Six months before Steve Jobs would sell NeXT and a year before he would return to Apple in triumph, Jobs, then 40, was interviewed by Robert X. Cingely for a PBS documentary, “Triumph of the Nerds.” The interview with Jobs was lost until after Jobs died and released as a 70-minute documentary in 2012.
The original documentary, “Triumph of the Nerds,” was a British/American production released in 1996 in three episodes in April in 1996 on British Channel 4 and then as a single program on PBS in 1996 and covered World War II to 1995 and included interviews with Jobs, Steve Wozniak, Bill Gates, Steve Ballmer, Paul Allen, Bill Atkinson, Andy Hertzfeld, Ed Roberts, and Larry Ellison.
As with most documentaries, the footage collected is often edited down to a few minutes. Only 10 minutes of the interview was ultimately used in “Triumph of the Nerds.” The master tape of the interview had gone missing. This was a shame because there were very few in depth TV interviews of Jobs. After Steve Jobs died, the director found a VHS copy of the original interview.
In “The Lost Interview,” Jobs talks about his first experiences with a computer when as a ten-year-old he would write a program in BASIC or Fortran using a timeshare computer which was basically a printer and a keyboard hooked up to a computer. At 12, he wanted to build a frequency counter and wanted some spare parts so he called up Hewlett Packard and was given the parts and an internship. He was introduced to the first desktop computer there, and would hang around every week at Hewlett Packard.
Jobs recalls meeting Wozniak and how an Esquire article about Captain Crunch set them on a missions to learn how to make free phone calls which they learned to do after finding the AT&T technical journal in a library. They even called the Pope, but what was essential was they also learned they could make a small thing that could control a large thing.

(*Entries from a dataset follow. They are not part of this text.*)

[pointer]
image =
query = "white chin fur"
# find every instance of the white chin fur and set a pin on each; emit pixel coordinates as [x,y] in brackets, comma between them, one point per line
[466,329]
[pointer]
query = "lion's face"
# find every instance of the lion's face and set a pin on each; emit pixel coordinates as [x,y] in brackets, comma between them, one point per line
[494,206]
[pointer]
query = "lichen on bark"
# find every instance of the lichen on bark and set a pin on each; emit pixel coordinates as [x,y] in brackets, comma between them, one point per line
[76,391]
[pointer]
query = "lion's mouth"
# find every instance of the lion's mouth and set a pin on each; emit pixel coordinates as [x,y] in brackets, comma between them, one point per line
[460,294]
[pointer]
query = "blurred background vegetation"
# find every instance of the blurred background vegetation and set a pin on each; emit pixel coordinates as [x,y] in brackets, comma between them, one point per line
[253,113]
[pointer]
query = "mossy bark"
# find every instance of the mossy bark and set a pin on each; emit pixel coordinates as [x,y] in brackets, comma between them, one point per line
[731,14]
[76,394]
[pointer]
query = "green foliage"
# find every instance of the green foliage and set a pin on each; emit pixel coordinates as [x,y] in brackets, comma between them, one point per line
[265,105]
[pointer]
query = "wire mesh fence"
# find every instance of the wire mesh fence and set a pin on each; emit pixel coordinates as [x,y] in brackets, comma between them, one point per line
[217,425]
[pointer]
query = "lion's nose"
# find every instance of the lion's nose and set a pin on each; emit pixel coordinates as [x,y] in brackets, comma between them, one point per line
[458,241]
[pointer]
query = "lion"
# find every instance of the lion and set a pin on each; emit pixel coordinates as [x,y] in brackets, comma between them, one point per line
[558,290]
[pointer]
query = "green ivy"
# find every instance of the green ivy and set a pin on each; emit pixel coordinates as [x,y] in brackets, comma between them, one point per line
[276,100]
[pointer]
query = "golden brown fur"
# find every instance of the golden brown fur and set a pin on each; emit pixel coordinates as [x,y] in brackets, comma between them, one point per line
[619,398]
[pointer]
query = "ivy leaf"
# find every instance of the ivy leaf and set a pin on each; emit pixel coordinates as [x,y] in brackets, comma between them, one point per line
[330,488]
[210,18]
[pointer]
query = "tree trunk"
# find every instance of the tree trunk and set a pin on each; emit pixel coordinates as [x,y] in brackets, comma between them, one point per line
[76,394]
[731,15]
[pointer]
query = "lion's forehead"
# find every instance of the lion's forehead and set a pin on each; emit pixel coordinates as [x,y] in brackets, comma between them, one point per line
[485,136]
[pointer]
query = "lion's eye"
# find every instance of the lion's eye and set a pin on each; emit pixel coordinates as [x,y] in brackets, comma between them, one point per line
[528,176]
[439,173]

Wozniak and Jobs built a terminal to use a timeshare computer for free and Jobs claimed that an Apple I was an extension of a terminal. They made computer circuit boards and sold them to friends and then tried to sell them to others. They got parts on 30 days of credit, built computers that were fully assembled and sold computers to a local computer store and they were in business.
With the Apple II, Jobs also talked about how Mike Markkula got involved and how both he and Wozniak had different ambitions. In business, Jobs found that there was a type of business folklore and that by asking why things were done, he came to understand that a lot of things are antiquated and just done because it had always been done that way.
Jobs felt that programming teaches you how to think. “I think everyone in this country should learn how to program a computer, to learn a computer language. It teaches you how to think,” he stated. “I view computer science as a liberal art.”
When asked what it was like to get rich, Jobs recited how much he was worth at certain ages, but he claimed it wasn’t about the money. “It was not the most important thing, The most important things was the company, the people, the products.”
Jobs also talks about the mistakes that he felt Xerox and Apple made. He recalls he was blinded by the graphical user interface, that he didn’t really see the object-oriented programming and the networked computer system. The big difference between old companies was that sales and marketing got promoted and ran the company. Product people get run out of the decision making process. Xerox missed an opportunity by not realizing the possibilities of some of the products and developing with a tunnel vision. Flexible thinking is important. The mistake in big companies is that they want to replicate their initial success and think that the “process is the content.” That also was a problem at Apple. “That’s what makes a good product. It’s not process. It’s content.”
After seeing Danny Boyle’s “Steve Jobs,” you might cringe when Jobs mentions the Apple II or the Lisa. If you’ve seen the PBS documentary “Steve Jobs: One Last Thing” as well as Boyle’s “Steve Jobs,” you’ll also wonder about Jobs’ version of his dealings with John Sculley. Sculley is still alive and he has spoken about his views of Jobs.
“Steve Jobs: The Lost Interview” is raw material and rough and worth viewing along with the more complete and polished “Steve Jobs: One Last Thing.” Cringely introduces the segment and in places provides explanations. We see Jobs looking at Apple from a distance provided by his ouster a decade before and the perspective of his age. “Steve Jobs: The Lost Interview” is available on Netflix.